"Help is coming from above," proclaim the ads for this star-studded retelling of E.B. White's classic children's novel, and if that tagline sounds a little, um, spiritual, it's supposed to. Charlotte's Web is produced by Walden Media, a company dedicated to bringing Christian ideals to mainstream family entertainment, and the same company responsible for promoting their 2005 hit The Chronicles of Narnia to religious groups as the big-budget allegory of our time. This time, they haven't quite turned the beloved tale of an ordinary pig and his talented arachnid friend into a subliminal "Charlotte equals Jesus" morality play. But there is a bland, nicey-nice emphasis on "miracles," "faith" and the "ultimate sacrifice" that might rub some fans of the book the wrong way.
You can tell that the movie's messages are being communicated with a sledgehammer right from the beginning, when the creepily animal-obsessed Fern (Dakota Fanning) runs out in the middle of the night to stop her father (Kevin Anderson) from slaughtering a runt piglet. "If I'd been born small, would you have killed me?" she shrieks.
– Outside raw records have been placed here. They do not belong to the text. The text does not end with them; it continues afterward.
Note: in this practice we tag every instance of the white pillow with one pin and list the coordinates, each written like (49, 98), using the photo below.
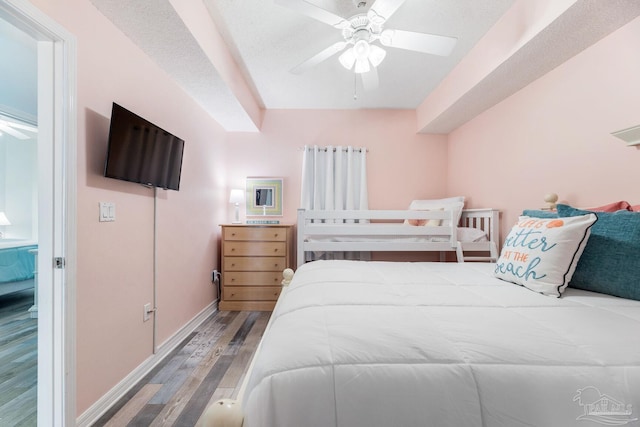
(542, 253)
(450, 203)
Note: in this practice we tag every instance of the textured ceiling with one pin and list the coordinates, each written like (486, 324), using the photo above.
(270, 40)
(264, 41)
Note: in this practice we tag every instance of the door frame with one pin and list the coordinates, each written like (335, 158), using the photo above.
(57, 122)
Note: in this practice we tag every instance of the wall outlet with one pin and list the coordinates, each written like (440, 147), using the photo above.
(146, 313)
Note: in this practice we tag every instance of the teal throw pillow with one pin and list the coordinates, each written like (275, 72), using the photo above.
(610, 263)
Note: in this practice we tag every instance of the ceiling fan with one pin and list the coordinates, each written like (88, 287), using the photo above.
(14, 129)
(360, 34)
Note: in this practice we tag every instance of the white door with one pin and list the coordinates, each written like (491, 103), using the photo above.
(56, 210)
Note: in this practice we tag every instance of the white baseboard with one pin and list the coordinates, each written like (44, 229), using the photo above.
(95, 411)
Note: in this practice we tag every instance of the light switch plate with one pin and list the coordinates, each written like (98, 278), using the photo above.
(107, 212)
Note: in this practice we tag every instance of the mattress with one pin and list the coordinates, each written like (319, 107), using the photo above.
(443, 344)
(17, 263)
(464, 234)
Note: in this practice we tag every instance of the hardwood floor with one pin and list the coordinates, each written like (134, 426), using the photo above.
(209, 365)
(18, 360)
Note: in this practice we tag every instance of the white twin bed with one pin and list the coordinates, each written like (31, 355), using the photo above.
(475, 231)
(354, 343)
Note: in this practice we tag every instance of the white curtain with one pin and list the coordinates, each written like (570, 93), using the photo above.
(335, 178)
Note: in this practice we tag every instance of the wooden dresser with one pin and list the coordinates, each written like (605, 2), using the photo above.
(253, 257)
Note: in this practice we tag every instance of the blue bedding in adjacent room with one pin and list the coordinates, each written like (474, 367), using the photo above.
(17, 264)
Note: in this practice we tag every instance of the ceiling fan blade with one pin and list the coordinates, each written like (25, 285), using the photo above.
(9, 130)
(315, 12)
(370, 79)
(386, 8)
(319, 57)
(419, 42)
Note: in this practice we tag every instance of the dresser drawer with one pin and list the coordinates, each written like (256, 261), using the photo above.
(267, 263)
(255, 234)
(251, 293)
(234, 248)
(252, 278)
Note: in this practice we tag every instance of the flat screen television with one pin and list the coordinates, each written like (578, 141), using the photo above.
(139, 151)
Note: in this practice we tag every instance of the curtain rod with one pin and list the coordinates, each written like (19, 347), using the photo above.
(357, 150)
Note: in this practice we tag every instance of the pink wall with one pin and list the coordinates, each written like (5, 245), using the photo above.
(554, 136)
(551, 136)
(115, 260)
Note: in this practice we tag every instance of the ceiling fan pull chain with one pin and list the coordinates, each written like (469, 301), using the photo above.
(355, 87)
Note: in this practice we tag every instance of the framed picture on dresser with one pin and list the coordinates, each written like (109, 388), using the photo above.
(264, 196)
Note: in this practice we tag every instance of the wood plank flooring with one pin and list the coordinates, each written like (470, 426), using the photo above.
(18, 360)
(208, 365)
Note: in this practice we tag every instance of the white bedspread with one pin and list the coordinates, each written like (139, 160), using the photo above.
(441, 344)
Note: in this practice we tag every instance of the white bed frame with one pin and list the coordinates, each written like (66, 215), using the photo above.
(317, 230)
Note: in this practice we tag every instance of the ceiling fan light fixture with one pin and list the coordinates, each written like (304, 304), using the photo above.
(347, 59)
(362, 66)
(376, 55)
(362, 49)
(386, 37)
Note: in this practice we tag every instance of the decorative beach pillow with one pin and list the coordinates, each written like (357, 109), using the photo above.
(541, 253)
(610, 263)
(450, 203)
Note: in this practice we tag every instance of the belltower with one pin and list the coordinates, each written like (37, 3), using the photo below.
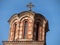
(27, 28)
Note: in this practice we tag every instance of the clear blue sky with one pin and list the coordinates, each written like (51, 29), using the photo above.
(49, 8)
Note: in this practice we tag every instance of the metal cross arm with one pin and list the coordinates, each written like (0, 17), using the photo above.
(30, 5)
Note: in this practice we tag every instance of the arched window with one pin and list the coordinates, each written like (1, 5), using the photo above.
(25, 28)
(15, 25)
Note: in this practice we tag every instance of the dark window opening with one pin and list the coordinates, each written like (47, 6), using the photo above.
(37, 28)
(25, 28)
(14, 30)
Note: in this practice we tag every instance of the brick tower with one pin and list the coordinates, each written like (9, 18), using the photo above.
(27, 28)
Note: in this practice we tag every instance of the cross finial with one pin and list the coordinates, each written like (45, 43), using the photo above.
(30, 5)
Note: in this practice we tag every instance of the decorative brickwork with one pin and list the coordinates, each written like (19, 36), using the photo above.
(27, 28)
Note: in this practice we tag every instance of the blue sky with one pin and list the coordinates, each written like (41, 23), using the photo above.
(49, 8)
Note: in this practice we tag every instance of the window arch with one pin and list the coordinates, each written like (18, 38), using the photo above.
(15, 25)
(25, 28)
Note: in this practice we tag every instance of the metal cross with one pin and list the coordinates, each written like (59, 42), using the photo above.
(30, 5)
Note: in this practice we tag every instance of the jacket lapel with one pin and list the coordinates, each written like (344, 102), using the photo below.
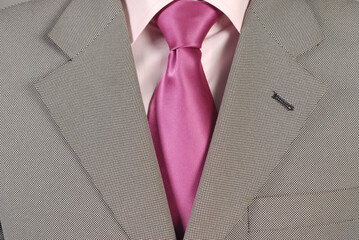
(254, 130)
(96, 102)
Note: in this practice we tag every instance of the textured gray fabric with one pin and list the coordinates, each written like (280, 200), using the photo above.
(77, 161)
(8, 3)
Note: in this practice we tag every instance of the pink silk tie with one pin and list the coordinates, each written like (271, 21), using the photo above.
(182, 113)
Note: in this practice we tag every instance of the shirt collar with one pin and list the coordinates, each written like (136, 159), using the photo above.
(140, 13)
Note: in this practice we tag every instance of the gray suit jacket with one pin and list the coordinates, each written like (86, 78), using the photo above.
(77, 161)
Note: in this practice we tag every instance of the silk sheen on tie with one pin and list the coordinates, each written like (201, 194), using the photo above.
(182, 113)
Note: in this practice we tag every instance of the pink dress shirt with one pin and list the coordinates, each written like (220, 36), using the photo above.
(150, 49)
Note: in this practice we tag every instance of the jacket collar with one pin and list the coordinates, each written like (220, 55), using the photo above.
(95, 101)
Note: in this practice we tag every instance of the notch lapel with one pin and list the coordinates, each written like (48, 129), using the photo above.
(254, 130)
(96, 102)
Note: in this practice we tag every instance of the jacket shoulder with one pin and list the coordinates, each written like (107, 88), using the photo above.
(28, 17)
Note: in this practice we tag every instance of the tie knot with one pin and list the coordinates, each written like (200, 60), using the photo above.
(185, 23)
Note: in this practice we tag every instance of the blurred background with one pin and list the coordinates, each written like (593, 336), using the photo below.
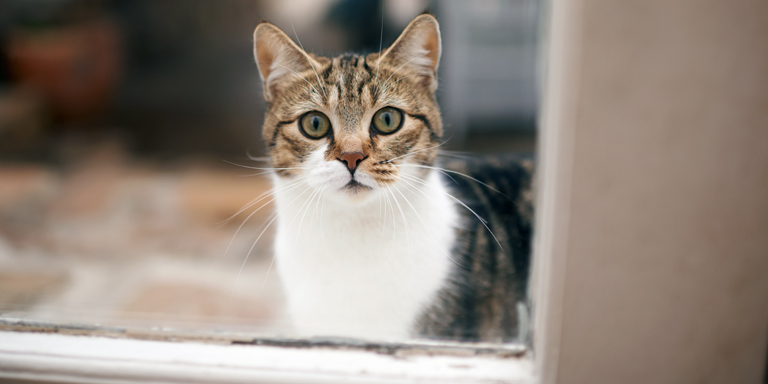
(119, 121)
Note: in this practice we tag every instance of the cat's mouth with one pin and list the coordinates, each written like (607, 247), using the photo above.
(355, 187)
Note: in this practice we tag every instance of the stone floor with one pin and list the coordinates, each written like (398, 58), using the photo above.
(109, 240)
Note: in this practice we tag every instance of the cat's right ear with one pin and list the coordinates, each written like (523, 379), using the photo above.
(279, 59)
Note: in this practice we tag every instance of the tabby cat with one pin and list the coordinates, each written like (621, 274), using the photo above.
(373, 240)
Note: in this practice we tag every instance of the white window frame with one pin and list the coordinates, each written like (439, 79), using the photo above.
(599, 317)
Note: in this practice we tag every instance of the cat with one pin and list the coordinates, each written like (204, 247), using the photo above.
(373, 239)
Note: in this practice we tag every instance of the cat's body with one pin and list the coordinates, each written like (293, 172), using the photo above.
(372, 241)
(368, 270)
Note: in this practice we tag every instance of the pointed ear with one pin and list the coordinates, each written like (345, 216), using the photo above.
(279, 59)
(418, 48)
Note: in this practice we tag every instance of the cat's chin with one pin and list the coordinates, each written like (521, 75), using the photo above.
(355, 192)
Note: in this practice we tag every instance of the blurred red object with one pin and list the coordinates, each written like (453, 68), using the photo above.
(76, 67)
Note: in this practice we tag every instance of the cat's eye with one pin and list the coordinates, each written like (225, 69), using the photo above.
(314, 125)
(387, 120)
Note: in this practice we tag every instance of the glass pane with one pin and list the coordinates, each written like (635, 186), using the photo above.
(149, 179)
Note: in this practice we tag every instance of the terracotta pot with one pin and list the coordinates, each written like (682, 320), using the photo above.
(76, 67)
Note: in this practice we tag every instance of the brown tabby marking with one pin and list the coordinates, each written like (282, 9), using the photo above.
(349, 89)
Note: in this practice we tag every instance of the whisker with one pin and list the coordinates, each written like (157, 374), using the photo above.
(410, 153)
(309, 204)
(262, 168)
(257, 199)
(402, 214)
(437, 244)
(253, 213)
(457, 173)
(247, 255)
(485, 223)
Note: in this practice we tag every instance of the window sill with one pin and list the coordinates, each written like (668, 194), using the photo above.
(90, 354)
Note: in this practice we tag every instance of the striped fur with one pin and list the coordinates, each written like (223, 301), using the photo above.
(354, 269)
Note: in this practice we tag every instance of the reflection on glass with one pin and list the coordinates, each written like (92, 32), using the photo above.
(357, 217)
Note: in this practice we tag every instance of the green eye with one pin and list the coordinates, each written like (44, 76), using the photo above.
(387, 120)
(314, 125)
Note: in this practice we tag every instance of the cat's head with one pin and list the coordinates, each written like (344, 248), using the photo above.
(351, 124)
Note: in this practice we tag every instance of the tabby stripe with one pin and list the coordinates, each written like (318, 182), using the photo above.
(279, 125)
(424, 120)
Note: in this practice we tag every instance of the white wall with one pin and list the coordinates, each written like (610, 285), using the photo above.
(653, 226)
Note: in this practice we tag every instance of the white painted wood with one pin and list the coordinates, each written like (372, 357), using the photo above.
(85, 359)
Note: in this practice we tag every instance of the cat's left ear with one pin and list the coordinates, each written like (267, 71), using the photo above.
(418, 47)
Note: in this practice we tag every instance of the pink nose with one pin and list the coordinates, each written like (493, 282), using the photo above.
(352, 159)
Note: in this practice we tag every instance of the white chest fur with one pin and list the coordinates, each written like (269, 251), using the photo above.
(363, 270)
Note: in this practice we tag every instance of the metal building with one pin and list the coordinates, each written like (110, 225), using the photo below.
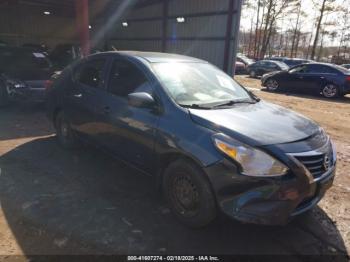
(206, 29)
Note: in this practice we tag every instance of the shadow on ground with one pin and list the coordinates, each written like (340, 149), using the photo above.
(312, 96)
(23, 120)
(84, 202)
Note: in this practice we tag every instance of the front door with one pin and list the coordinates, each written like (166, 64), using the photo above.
(127, 131)
(84, 96)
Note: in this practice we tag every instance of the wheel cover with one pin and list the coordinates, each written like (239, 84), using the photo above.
(185, 195)
(272, 84)
(330, 91)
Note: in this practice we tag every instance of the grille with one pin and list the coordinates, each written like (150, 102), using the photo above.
(315, 164)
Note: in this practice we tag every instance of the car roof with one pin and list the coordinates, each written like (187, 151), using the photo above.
(154, 57)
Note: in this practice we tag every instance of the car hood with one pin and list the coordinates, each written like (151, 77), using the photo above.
(257, 124)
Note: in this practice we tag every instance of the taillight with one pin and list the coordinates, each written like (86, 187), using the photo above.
(48, 84)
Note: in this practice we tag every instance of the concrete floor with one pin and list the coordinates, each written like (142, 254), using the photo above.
(84, 202)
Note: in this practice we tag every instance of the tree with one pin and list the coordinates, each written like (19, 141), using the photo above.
(326, 7)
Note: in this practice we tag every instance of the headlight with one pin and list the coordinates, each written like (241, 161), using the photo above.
(254, 162)
(15, 83)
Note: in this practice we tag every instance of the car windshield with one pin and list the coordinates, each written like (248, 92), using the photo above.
(199, 84)
(246, 59)
(282, 65)
(341, 69)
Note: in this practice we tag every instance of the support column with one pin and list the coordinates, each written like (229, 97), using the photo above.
(82, 20)
(165, 24)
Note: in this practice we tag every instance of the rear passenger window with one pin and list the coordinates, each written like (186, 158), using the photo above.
(91, 73)
(322, 69)
(126, 78)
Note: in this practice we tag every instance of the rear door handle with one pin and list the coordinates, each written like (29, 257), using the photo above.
(106, 110)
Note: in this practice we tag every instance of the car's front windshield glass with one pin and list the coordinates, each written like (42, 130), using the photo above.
(282, 65)
(199, 84)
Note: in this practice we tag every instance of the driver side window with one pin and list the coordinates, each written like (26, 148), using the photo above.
(125, 78)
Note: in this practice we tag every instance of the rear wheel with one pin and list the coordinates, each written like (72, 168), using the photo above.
(65, 134)
(4, 96)
(189, 194)
(330, 91)
(272, 85)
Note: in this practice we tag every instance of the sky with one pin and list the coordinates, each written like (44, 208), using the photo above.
(308, 24)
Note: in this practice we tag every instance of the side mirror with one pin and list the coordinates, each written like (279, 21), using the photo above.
(141, 99)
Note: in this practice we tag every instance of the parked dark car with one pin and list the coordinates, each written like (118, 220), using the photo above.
(347, 66)
(291, 61)
(208, 142)
(24, 73)
(37, 48)
(244, 59)
(327, 79)
(265, 66)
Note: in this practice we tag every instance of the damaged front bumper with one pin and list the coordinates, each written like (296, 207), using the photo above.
(31, 91)
(268, 201)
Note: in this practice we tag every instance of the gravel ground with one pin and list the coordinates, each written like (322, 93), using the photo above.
(84, 202)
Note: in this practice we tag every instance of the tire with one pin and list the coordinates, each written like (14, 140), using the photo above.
(272, 85)
(252, 74)
(66, 136)
(330, 91)
(189, 194)
(4, 98)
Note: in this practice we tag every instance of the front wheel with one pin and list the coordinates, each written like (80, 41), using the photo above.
(330, 91)
(189, 194)
(272, 85)
(252, 74)
(65, 134)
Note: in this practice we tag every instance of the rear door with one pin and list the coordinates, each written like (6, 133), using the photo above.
(84, 97)
(128, 132)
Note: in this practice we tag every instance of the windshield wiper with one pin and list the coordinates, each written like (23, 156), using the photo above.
(195, 106)
(233, 102)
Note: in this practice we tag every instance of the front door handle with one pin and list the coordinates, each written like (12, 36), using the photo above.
(106, 110)
(78, 95)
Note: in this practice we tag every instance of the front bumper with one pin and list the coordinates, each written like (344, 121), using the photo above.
(268, 201)
(29, 93)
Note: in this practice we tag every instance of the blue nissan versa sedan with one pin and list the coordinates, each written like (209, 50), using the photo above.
(210, 144)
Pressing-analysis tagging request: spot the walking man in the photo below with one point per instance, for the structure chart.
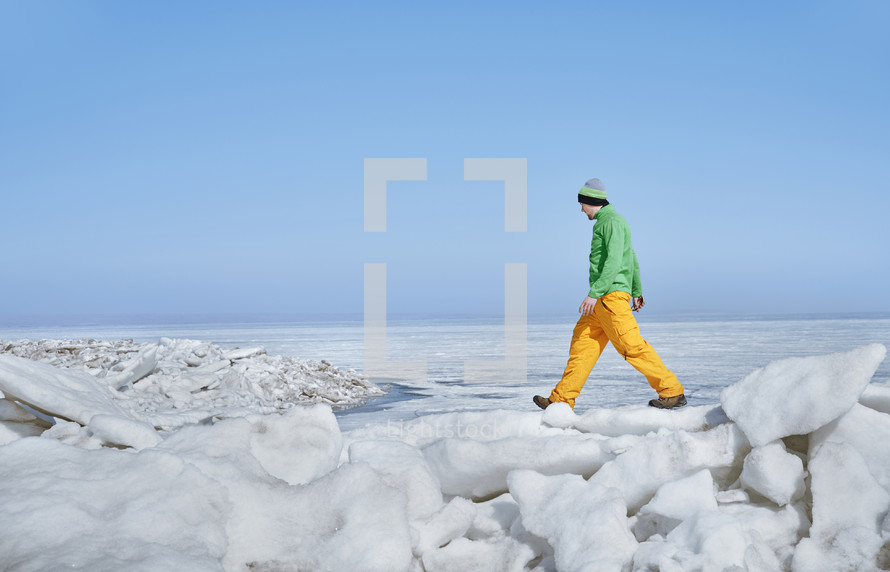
(606, 311)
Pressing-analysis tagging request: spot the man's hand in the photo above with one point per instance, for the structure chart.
(587, 306)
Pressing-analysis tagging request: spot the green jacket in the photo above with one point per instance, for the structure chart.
(613, 263)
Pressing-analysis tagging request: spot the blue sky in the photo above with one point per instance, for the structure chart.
(194, 158)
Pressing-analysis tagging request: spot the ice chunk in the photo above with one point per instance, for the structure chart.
(107, 510)
(505, 555)
(451, 522)
(117, 430)
(494, 518)
(849, 507)
(348, 519)
(143, 364)
(70, 394)
(636, 420)
(478, 469)
(796, 396)
(585, 523)
(674, 502)
(771, 471)
(16, 423)
(867, 431)
(877, 397)
(404, 468)
(778, 529)
(297, 446)
(239, 353)
(641, 470)
(711, 540)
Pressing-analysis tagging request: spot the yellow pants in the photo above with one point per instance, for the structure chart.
(612, 321)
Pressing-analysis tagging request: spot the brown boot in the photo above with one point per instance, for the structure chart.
(668, 402)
It's not so much the line as it is Fanning's psychotic delivery of it, and that weird, Right to Life bumper sticker quality infects the whole film, no matter how much director Gary Winick tries to lighten the mood with candy-colored, Norman Rockwell-inspired scenes of all-American, apple-pie hominess.
After little Fern has rescued Wilbur from the ax, he's put in the care of her uncle across the way, who sees the pig as a good source of bacon, provided he can get his smokehouse fixed. Once Wilbur's surrounded by his multi-culti barnmates, the human characters recede into the background in favor of CGI-animated animal antics, with voice work from the most expensive stars known to man. If the British sheep sound a little like John Cleese, that's cause they are John Cleese, and if you've always envisioned Cedric the Entertainer and Oprah Winfrey as a bickering geese couple, your dreams will be answered. (The less said about Kathy Bates and Reba McEntire's flatulent cows, the better.) Ultimately, however, Julia Roberts' wan, soothing and utterly lifeless spider Charlotte takes center stage as she attempts to use her webs to show the world the value of the utterly average, "humble" Wilbur (whose voice is provided by child actor Dominic Scott Kay).
The special effects are impressive, but for a movie that's so openly about faith, the filmmakers have put very little in the power of their source material. Steve Buscemi is an inspired choice for the selfish barn rat Templeton, but screenwriter Karey Kirkpatrick has used him as an excuse for a number of busy, elaborate chase scenes that distract from the affecting character drama that makes up the heart of White's novel. Wilbur and Charlotte don't bond in a convincing way, and the odd, wondrous quality of the words she writes in her webs isn't effectively communicated in the animated sequences. Winick has given the film a Tim Burton-esque quality, populating the live-action cast with a number of odd, cartoonish faces that don't get much to do. Obviously, it would be tough for anyone short of Ingmar Bergman to make a children's movie about life, death and the passing on of a legacy. But there's an elegant, modest quality to White's prose that's sorely lacking in this Charlotte's Web.